ジャパネットホールディングス・髙田旭人代表取締役:
家電周りって、お客さまの家に設置のスタッフが上がる、それはそれで逆風なんですね。
そこは物流のチームが、どういう形で家に上がればお客さまが不安がらないのか。マスクをする、全部拭く、手袋をしようか、靴下を履き替えようかとか、たくさん重ねた上での結果だったので

設置作業の研修(2017年)
設置作業の研修(2017年)

テレビ長崎・磯部翔アナウンサー:
高田社長が思う、コロナの時代を生き抜くカギは?

ジャパネットホールディングス・髙田旭人代表取締役:
われわれが意識をしているのは、自分たちの強みを生かそうと。どうしても人とか会社とか、弱みが気になっちゃうんですが、強みを生かすことが何より経営は大事だと思っていますし

ジャパネットホールディングス・髙田旭人代表取締役
ジャパネットホールディングス・髙田旭人代表取締役

ジャパネットホールディングス・髙田旭人代表取締役:
あまり横並びで「周りがやっている、やっていない」という基準を参考にしない。参考にはするが、ただ従うだけではなくて、自分たちで考えて良いと思ったら、まずやってみると。やってみて違ったら、変えてみたらいいじゃないというのが、われわれの考え方なんですよ

ウォーターサーバー事業のほか、食材を届ける定期便などに力を入れ、2021年(12月期)の売り上げは、過去最高だった前年を上回る2,500億円を目指すと話す。

総事業費700億円…「新たなまち」が誕生へ

ジャパネットホールディングスは今、従来の「通信販売事業」に加えて、もう1つ柱を据えている。それが、「スポーツ・地域創生事業」だ。
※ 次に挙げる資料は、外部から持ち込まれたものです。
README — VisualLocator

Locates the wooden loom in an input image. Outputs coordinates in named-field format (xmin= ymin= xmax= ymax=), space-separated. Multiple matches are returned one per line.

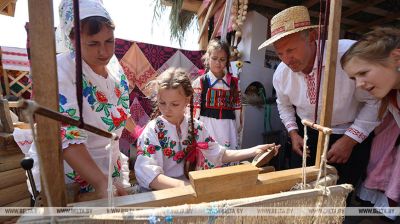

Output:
xmin=16 ymin=0 xmax=341 ymax=221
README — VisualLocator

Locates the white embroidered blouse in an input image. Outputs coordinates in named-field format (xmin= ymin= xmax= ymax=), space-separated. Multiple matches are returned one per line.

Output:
xmin=135 ymin=116 xmax=226 ymax=189
xmin=273 ymin=40 xmax=380 ymax=142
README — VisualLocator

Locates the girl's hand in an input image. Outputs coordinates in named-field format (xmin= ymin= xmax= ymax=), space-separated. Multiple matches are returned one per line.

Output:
xmin=254 ymin=143 xmax=281 ymax=156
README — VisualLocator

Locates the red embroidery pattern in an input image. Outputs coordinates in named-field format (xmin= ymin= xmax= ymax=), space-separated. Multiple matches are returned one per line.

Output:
xmin=18 ymin=140 xmax=33 ymax=145
xmin=304 ymin=73 xmax=317 ymax=104
xmin=205 ymin=88 xmax=241 ymax=110
xmin=136 ymin=67 xmax=156 ymax=90
xmin=271 ymin=21 xmax=311 ymax=36
xmin=285 ymin=123 xmax=297 ymax=129
xmin=120 ymin=61 xmax=136 ymax=86
xmin=347 ymin=128 xmax=368 ymax=140
xmin=193 ymin=88 xmax=201 ymax=108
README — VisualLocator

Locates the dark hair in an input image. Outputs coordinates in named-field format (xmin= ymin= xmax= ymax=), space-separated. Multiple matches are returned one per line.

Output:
xmin=148 ymin=68 xmax=197 ymax=178
xmin=340 ymin=27 xmax=400 ymax=118
xmin=69 ymin=16 xmax=115 ymax=38
xmin=201 ymin=39 xmax=231 ymax=72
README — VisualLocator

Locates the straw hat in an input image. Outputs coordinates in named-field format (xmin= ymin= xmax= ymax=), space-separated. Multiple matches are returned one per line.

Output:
xmin=258 ymin=6 xmax=318 ymax=50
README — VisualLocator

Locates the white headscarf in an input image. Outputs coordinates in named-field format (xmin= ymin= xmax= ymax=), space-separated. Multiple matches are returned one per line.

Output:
xmin=56 ymin=0 xmax=112 ymax=52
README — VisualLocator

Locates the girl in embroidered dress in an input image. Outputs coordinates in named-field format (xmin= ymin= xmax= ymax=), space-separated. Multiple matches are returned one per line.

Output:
xmin=135 ymin=68 xmax=280 ymax=190
xmin=193 ymin=39 xmax=242 ymax=152
xmin=341 ymin=28 xmax=400 ymax=218
xmin=16 ymin=0 xmax=138 ymax=198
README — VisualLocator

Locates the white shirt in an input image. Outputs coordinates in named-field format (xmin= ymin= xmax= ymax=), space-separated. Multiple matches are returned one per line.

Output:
xmin=273 ymin=40 xmax=380 ymax=142
xmin=135 ymin=116 xmax=226 ymax=189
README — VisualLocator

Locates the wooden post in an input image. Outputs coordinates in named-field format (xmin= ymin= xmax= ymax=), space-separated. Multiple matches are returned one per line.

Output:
xmin=315 ymin=0 xmax=342 ymax=168
xmin=29 ymin=0 xmax=66 ymax=207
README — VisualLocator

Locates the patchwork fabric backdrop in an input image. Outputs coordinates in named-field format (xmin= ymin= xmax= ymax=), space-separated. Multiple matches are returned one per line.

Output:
xmin=115 ymin=39 xmax=203 ymax=157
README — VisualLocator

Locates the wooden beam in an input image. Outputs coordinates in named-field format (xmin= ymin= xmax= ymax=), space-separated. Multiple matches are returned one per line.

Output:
xmin=342 ymin=0 xmax=384 ymax=17
xmin=162 ymin=0 xmax=202 ymax=12
xmin=302 ymin=0 xmax=320 ymax=8
xmin=197 ymin=0 xmax=217 ymax=43
xmin=315 ymin=0 xmax=342 ymax=168
xmin=28 ymin=0 xmax=66 ymax=207
xmin=348 ymin=12 xmax=400 ymax=32
xmin=342 ymin=0 xmax=389 ymax=16
xmin=69 ymin=166 xmax=337 ymax=207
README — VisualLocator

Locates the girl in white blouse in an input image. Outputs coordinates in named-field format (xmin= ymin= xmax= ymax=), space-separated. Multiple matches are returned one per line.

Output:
xmin=135 ymin=68 xmax=280 ymax=190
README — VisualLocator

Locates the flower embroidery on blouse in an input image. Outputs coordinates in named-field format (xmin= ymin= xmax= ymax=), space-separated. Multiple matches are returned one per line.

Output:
xmin=59 ymin=94 xmax=87 ymax=141
xmin=83 ymin=75 xmax=129 ymax=131
xmin=137 ymin=119 xmax=214 ymax=164
xmin=65 ymin=157 xmax=121 ymax=192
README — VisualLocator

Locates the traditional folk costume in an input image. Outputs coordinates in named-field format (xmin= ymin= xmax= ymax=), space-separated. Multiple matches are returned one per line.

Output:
xmin=358 ymin=91 xmax=400 ymax=219
xmin=273 ymin=40 xmax=380 ymax=185
xmin=192 ymin=71 xmax=242 ymax=149
xmin=12 ymin=0 xmax=130 ymax=192
xmin=135 ymin=116 xmax=226 ymax=189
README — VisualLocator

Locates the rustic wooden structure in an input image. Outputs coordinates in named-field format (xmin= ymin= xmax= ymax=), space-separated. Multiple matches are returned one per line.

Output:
xmin=0 ymin=0 xmax=17 ymax=16
xmin=13 ymin=0 xmax=341 ymax=212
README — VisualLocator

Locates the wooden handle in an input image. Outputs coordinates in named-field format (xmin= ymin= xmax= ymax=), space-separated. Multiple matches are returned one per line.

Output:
xmin=301 ymin=119 xmax=332 ymax=135
xmin=251 ymin=150 xmax=275 ymax=167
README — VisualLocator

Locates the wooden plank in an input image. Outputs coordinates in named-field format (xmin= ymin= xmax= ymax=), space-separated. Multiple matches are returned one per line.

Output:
xmin=0 ymin=99 xmax=14 ymax=133
xmin=348 ymin=12 xmax=400 ymax=32
xmin=189 ymin=164 xmax=259 ymax=197
xmin=315 ymin=0 xmax=342 ymax=167
xmin=0 ymin=168 xmax=27 ymax=189
xmin=69 ymin=167 xmax=337 ymax=207
xmin=342 ymin=0 xmax=384 ymax=17
xmin=0 ymin=153 xmax=25 ymax=172
xmin=197 ymin=0 xmax=217 ymax=43
xmin=28 ymin=0 xmax=66 ymax=207
xmin=0 ymin=183 xmax=30 ymax=206
xmin=0 ymin=197 xmax=31 ymax=223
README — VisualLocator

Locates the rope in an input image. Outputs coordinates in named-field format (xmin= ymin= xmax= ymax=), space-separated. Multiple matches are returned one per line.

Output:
xmin=74 ymin=0 xmax=84 ymax=128
xmin=106 ymin=133 xmax=117 ymax=207
xmin=22 ymin=101 xmax=55 ymax=223
xmin=300 ymin=124 xmax=308 ymax=190
xmin=315 ymin=133 xmax=330 ymax=194
xmin=314 ymin=0 xmax=330 ymax=123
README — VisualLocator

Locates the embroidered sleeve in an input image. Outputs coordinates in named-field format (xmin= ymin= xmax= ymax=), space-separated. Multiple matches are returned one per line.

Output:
xmin=196 ymin=122 xmax=226 ymax=169
xmin=135 ymin=121 xmax=164 ymax=189
xmin=58 ymin=61 xmax=87 ymax=149
xmin=345 ymin=88 xmax=380 ymax=142
xmin=273 ymin=66 xmax=298 ymax=131
xmin=192 ymin=76 xmax=202 ymax=109
xmin=232 ymin=77 xmax=242 ymax=110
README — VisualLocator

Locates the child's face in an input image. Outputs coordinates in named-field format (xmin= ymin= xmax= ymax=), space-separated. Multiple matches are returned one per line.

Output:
xmin=344 ymin=57 xmax=400 ymax=98
xmin=209 ymin=49 xmax=228 ymax=75
xmin=158 ymin=86 xmax=190 ymax=125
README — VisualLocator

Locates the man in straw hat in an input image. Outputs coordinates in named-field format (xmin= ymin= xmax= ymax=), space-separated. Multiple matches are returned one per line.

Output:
xmin=259 ymin=6 xmax=379 ymax=189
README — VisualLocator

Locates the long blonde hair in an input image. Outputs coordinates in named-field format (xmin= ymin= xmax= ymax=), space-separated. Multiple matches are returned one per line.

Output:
xmin=151 ymin=68 xmax=196 ymax=178
xmin=340 ymin=27 xmax=400 ymax=118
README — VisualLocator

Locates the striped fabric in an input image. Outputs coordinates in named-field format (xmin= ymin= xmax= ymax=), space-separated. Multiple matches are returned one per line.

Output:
xmin=1 ymin=46 xmax=29 ymax=71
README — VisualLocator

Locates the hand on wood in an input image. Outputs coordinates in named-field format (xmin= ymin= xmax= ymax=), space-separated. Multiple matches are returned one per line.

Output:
xmin=327 ymin=135 xmax=357 ymax=163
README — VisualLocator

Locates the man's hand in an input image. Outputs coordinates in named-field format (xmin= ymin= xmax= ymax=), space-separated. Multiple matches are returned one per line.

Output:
xmin=289 ymin=130 xmax=310 ymax=157
xmin=327 ymin=135 xmax=358 ymax=163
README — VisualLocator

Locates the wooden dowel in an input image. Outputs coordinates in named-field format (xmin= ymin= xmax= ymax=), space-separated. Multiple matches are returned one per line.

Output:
xmin=211 ymin=5 xmax=225 ymax=39
xmin=21 ymin=100 xmax=118 ymax=140
xmin=301 ymin=119 xmax=332 ymax=135
xmin=197 ymin=0 xmax=216 ymax=43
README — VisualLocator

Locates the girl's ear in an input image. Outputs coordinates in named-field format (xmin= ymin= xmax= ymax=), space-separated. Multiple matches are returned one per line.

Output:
xmin=390 ymin=48 xmax=400 ymax=66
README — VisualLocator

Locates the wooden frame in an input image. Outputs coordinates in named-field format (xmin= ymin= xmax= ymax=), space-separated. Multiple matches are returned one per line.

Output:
xmin=22 ymin=0 xmax=341 ymax=210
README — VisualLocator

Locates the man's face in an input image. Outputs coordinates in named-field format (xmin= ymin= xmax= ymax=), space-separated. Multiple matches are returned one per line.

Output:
xmin=274 ymin=32 xmax=315 ymax=73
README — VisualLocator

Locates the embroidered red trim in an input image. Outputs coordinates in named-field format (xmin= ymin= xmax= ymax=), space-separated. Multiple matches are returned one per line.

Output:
xmin=271 ymin=21 xmax=311 ymax=37
xmin=347 ymin=128 xmax=368 ymax=140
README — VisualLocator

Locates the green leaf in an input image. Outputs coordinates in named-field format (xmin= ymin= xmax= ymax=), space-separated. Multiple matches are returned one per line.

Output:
xmin=101 ymin=117 xmax=114 ymax=127
xmin=104 ymin=107 xmax=110 ymax=117
xmin=96 ymin=103 xmax=104 ymax=112
xmin=67 ymin=108 xmax=76 ymax=117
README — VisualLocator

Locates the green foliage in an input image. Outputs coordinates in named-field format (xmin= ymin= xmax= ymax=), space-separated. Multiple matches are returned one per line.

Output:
xmin=153 ymin=0 xmax=195 ymax=45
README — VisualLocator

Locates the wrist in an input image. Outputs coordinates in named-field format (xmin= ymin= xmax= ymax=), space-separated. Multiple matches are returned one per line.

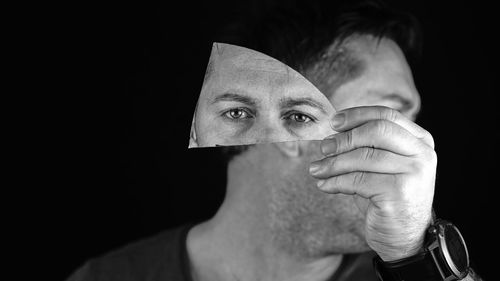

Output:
xmin=376 ymin=237 xmax=425 ymax=262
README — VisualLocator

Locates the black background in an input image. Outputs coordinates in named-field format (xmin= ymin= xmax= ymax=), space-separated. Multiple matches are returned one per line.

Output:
xmin=46 ymin=0 xmax=499 ymax=280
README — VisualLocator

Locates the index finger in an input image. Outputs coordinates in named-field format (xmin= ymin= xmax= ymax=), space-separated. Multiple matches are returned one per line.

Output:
xmin=332 ymin=106 xmax=434 ymax=149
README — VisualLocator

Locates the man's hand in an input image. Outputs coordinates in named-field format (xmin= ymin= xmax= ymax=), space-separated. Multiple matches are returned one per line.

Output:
xmin=310 ymin=106 xmax=437 ymax=261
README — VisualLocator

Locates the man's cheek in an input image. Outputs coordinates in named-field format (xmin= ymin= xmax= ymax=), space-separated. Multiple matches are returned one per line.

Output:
xmin=301 ymin=140 xmax=323 ymax=161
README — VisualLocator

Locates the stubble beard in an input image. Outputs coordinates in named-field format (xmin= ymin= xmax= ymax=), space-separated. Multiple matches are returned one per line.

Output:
xmin=269 ymin=145 xmax=369 ymax=259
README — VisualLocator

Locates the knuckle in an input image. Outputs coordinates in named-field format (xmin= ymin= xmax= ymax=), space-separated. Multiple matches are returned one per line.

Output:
xmin=361 ymin=147 xmax=376 ymax=161
xmin=352 ymin=172 xmax=366 ymax=186
xmin=328 ymin=157 xmax=338 ymax=171
xmin=371 ymin=120 xmax=391 ymax=135
xmin=344 ymin=130 xmax=354 ymax=148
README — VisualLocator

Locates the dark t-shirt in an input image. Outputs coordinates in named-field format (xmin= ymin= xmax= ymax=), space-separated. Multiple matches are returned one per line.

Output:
xmin=67 ymin=224 xmax=377 ymax=281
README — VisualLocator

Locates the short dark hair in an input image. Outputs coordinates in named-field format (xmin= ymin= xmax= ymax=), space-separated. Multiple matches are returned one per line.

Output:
xmin=214 ymin=0 xmax=422 ymax=160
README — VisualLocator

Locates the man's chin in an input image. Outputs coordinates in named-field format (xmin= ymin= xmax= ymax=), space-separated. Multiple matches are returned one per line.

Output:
xmin=271 ymin=177 xmax=370 ymax=258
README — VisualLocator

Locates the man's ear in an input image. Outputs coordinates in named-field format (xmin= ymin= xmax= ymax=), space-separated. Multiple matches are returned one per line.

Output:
xmin=275 ymin=141 xmax=301 ymax=158
xmin=188 ymin=117 xmax=199 ymax=148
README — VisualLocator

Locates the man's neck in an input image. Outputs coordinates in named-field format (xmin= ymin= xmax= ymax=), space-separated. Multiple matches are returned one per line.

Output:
xmin=187 ymin=153 xmax=342 ymax=281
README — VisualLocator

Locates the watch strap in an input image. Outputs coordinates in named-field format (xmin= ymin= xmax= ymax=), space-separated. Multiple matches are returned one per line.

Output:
xmin=373 ymin=251 xmax=443 ymax=281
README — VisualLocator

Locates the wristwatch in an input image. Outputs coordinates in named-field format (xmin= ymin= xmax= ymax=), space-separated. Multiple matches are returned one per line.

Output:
xmin=373 ymin=220 xmax=469 ymax=281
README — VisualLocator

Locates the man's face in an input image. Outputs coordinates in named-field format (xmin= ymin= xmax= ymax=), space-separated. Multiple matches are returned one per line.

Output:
xmin=271 ymin=36 xmax=420 ymax=256
xmin=194 ymin=43 xmax=335 ymax=147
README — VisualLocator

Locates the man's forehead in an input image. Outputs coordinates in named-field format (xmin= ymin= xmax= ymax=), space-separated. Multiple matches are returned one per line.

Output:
xmin=212 ymin=43 xmax=300 ymax=77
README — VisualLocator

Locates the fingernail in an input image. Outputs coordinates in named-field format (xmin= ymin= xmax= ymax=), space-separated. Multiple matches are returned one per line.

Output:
xmin=309 ymin=163 xmax=321 ymax=175
xmin=316 ymin=180 xmax=325 ymax=188
xmin=321 ymin=139 xmax=337 ymax=155
xmin=332 ymin=112 xmax=345 ymax=128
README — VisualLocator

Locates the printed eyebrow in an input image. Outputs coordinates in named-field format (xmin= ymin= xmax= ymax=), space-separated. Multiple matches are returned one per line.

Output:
xmin=280 ymin=98 xmax=326 ymax=114
xmin=212 ymin=93 xmax=257 ymax=107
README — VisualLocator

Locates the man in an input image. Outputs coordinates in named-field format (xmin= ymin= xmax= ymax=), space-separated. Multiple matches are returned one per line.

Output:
xmin=189 ymin=43 xmax=335 ymax=147
xmin=70 ymin=0 xmax=480 ymax=280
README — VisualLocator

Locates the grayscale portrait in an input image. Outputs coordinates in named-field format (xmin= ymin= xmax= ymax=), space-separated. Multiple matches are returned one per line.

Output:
xmin=189 ymin=43 xmax=336 ymax=148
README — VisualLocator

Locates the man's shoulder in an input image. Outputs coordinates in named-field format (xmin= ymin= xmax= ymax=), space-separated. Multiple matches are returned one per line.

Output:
xmin=68 ymin=224 xmax=192 ymax=281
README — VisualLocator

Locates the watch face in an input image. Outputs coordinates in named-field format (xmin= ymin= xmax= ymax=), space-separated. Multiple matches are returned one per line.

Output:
xmin=441 ymin=224 xmax=469 ymax=277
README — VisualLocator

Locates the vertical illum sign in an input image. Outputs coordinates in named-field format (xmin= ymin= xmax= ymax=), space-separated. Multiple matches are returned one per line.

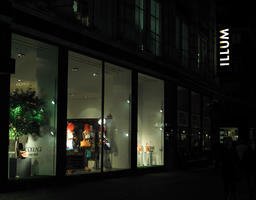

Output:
xmin=220 ymin=29 xmax=229 ymax=66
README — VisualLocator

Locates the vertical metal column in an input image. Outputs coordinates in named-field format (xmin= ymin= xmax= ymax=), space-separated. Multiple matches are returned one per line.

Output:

総事業費約700億円をかけ、2024年 長崎市幸町にサッカースタジアムを中心として、ホテルや商業施設も併設する「新たなまち」を誕生させる。

提供:ジャパネットホールディングス
提供:ジャパネットホールディングス

ジャパネットホールディングス・髙田旭人代表取締役:
スタジアムシティの中に、長崎のいろんな地域を回る案内所みたいなものを作ろうと思っていて。そこで一押し、スタジアムシティの中に「佐世保、雲仙のこういうところを回るツアーは、こういう交通機関を使って、こういうところに泊まったらいいですよ」と誘導できれば、長崎を1週間でもまわってもらえますし、それは、ぜひやりたいと思いますね。みんながハッピーになることなので

テレビ長崎・磯部翔アナウンサー:
スタジアムシティは、長崎市だけの話じゃないと?

ジャパネットホールディングス・髙田旭人代表取締役:
そうしないと、われわれも佐世保市の会社ですし、実際は長崎県全体が連携をとれば楽しいはずなんです。どうしても佐世保市、長崎市で、人がそれぞれ来る形になっている。本当は、「面」で連携をとっていけば、長崎の魅力は何倍にもなるので。そこに少しでもわれわれが貢献できればと思っています

「長崎ヴェルカ」 魅力と強さを両立へ

2021年秋、プロバスケットボールの「Bリーグ」に参入するのが、「長崎ヴェルカ」だ。
2022年春にかけて行われるシーズンでのホームゲームは、28試合。
長崎や佐世保など、県内各地の会場でプロのプレーを間近で見ることができるが、その運営母体は、ジャパネットホールディングスだ。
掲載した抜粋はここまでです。